Yashwants19 has joined #mlpack
Mulx10 has quit [Ping timeout: 256 seconds]
< Yashwants19>
Hi rcurtin: does Extra Tree classifier is available in mlpack.
Yashwants19 has quit [Client Quit]
< rcurtin>
Yashwants19: no, not at the moment. I am also very underwater with handling a lot of things so it may be a while until I am able to review pull requests in any meaningful capacity again
< jeffin143>
Mulx10 , rcurtin : opencv converter sounds good, always thought that support for loading image needs to be there .
< rcurtin>
yeah, the tricky part is trying to make the dependencies not a problem. we don't want to force the user to have OpenCV installed, but if it is installed we can take advantage of it
< frogEye>
@rcurtin: Ya that is the problem my categorical data is numerical in nature
< frogEye>
I tried looked into API but still have that issue.
< frogEye>
Hopefully you can help me with this.
jeffin143 has quit [Ping timeout: 245 seconds]
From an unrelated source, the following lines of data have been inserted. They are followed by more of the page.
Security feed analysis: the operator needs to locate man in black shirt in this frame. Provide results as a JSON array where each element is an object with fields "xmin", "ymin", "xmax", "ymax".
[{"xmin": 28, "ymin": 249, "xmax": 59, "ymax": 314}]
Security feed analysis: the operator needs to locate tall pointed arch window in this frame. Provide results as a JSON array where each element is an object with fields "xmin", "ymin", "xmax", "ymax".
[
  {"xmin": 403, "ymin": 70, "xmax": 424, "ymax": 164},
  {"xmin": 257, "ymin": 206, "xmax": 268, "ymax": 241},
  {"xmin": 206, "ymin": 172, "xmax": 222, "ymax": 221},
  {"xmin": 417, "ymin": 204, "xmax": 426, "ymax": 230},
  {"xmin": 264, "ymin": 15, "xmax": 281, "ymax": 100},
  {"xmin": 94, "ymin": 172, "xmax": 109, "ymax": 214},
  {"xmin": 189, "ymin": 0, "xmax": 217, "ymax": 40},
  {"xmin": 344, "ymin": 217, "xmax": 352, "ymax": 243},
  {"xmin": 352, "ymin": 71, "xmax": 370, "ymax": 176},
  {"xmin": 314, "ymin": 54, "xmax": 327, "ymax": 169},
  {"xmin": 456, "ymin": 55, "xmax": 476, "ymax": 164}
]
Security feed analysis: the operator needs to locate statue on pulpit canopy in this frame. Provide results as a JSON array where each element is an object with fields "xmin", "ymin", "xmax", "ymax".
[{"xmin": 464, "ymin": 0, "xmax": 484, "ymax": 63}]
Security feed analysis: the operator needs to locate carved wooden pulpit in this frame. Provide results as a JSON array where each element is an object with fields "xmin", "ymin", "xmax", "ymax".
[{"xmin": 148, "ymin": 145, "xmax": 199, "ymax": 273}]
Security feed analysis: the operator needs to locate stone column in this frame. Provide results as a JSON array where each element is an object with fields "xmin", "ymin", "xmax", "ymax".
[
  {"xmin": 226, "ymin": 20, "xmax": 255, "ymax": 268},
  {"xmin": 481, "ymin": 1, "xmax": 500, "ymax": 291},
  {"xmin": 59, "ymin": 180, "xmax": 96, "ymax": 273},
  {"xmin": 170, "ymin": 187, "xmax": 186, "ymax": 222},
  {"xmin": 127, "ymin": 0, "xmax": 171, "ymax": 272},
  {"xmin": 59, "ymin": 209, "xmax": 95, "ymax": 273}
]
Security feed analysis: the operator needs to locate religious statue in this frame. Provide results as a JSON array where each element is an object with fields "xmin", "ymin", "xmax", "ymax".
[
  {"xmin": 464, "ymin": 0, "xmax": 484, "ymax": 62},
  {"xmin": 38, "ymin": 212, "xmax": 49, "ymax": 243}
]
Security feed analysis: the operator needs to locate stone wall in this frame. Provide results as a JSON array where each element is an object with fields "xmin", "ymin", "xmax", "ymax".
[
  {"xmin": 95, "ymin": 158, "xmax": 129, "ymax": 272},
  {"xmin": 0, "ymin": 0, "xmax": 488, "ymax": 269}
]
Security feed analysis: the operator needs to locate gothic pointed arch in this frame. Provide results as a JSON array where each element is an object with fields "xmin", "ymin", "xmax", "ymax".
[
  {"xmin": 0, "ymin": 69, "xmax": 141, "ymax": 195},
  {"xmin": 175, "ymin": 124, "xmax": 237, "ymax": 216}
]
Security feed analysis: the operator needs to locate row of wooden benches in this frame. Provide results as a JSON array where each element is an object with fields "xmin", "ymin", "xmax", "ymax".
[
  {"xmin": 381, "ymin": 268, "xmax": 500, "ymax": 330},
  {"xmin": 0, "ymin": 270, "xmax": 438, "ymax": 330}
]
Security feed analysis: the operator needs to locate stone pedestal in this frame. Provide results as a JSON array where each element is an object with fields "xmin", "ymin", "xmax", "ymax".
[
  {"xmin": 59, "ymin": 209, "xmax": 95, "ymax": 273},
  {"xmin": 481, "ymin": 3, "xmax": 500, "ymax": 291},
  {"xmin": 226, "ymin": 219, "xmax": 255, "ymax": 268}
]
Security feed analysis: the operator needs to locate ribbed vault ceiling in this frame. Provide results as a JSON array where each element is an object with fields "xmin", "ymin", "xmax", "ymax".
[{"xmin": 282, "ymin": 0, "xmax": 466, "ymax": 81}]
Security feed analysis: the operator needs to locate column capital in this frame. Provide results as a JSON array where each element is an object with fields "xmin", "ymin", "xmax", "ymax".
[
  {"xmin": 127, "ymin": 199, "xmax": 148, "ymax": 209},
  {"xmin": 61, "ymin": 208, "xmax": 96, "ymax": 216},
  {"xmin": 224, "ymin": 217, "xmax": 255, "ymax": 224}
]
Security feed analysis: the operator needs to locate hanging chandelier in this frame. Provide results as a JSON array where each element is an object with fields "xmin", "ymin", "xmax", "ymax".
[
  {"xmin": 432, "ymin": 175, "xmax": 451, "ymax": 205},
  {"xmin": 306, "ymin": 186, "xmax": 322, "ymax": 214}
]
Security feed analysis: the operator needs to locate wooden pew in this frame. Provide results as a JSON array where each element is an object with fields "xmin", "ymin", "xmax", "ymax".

jeffin143 has joined #mlpack
Yashwants19 has joined #mlpack
< Yashwants19>
No problem rcurtin.
Yashwants19 has quit [Client Quit]
frogEye has quit [Quit: Page closed]
poojasakhare has joined #mlpack
< poojasakhare>
hello,
< poojasakhare>
i had some queries, can i get some help ?
poojasakhare has quit [Quit: Page closed]
< jeffin143>
poojasakhare : sure :) , just post the queries one will get to you with the relevant answer
< jeffin143>
rcurtin : didn't we apply for gsod this time, I fondly remember that you mentioned it in your mail
lrinelli has quit [Quit: Page closed]
< rcurtin>
jeffin143: I didn't apply for GSoD, I'm not sure anyone else had time to. my memory of the meeting where we talked about it is that everyone thought it was a good idea but nobody had the time to do it (correct me if I'm wrong---I could be!)
< jeffin143>
Rcurtin
< jeffin143>
Umm , there was lot of Network lag , so I just went through the mail regarding the discussion
< jeffin143>
Would have been good if we would have applied, could have improved a bit on documenta
< jeffin143>
Documentation* part , anyways are we up for Google code in..???
gmanlan has joined #mlpack
< zoq>
That's what I remember as well. Writing good documentation is tricky especially if you aren't familiar with the codebase, so I think GSoD does take a huge amount of time from the mentor side to produce something that is useful at the end.
< zoq>
We should interview some of the Shogun guys and ask how it went.
sreenik has joined #mlpack
< sreenik>
Opencv, fortunately has accepted a proposal solely based on data augmentation. So having an optional opencv dependency might benefit
< rcurtin>
sreenik: an optional dependency is completely fine with me
sreenik has quit [Remote host closed the connection]
< gmanlan>
sreenik: what kind of capability do you need for images? I have been working with steg images for a long time...
pd09041999 has quit [Ping timeout: 246 seconds]
sreenik has joined #mlpack
pd09041999 has joined #mlpack
lozhnikov has quit [Ping timeout: 244 seconds]
< sreenik>
gmanlan: What I mean are things like random cropping, rotation, brightness, contrast adjustments, etc, which are generally done when train data is limited
< gmanlan>
uhm ok, and you need that to be part of mlpack for some reason?
lozhnikov has joined #mlpack
< sreenik>
gmanlan: Do you think otherwise? I am talking about test time augmentation as well.
< gmanlan>
I have little info sorry, I'm not sure what's the goal of your project
pd09041999 has quit [Excess Flood]
pd09041999 has joined #mlpack
< zoq>
I guess the question here is, is it necessary that this has to be a part of mlpack or can it be used in combination with mlpack. If I just wanted to load images, I could use openCV or something like that an pass that to some mlpack function that just takes the input as arma::mat or arma::cube.
< gmanlan>
right, that's my point - but I don't know the intent of the project...
< sreenik>
zoq: You are right. Loading is fine, not sure about test-time augmentation though (because that happens inside the predict function). Anyway, this discussion doesn't have much relevance now since opencv's augmentation module is not yet complete
< rcurtin>
sreenik: yeah, so if OpenCV gives us everything we need out of the box, then we can just use it in an example
< rcurtin>
if not, maybe we can write some support functionalty with something like '#ifdef OPENCV_INSTALLED' and handle that part via CMake
petris has quit [Ping timeout: 250 seconds]
petris_ has joined #mlpack
< zoq>
mlpackuser1: Hm, it might be worth to test out other optimizer settings, e.g. increase the batchsize, also https://github.com/mlpack/ensmallen/issues/108 might be relevant. Perhaps you can share the dataset?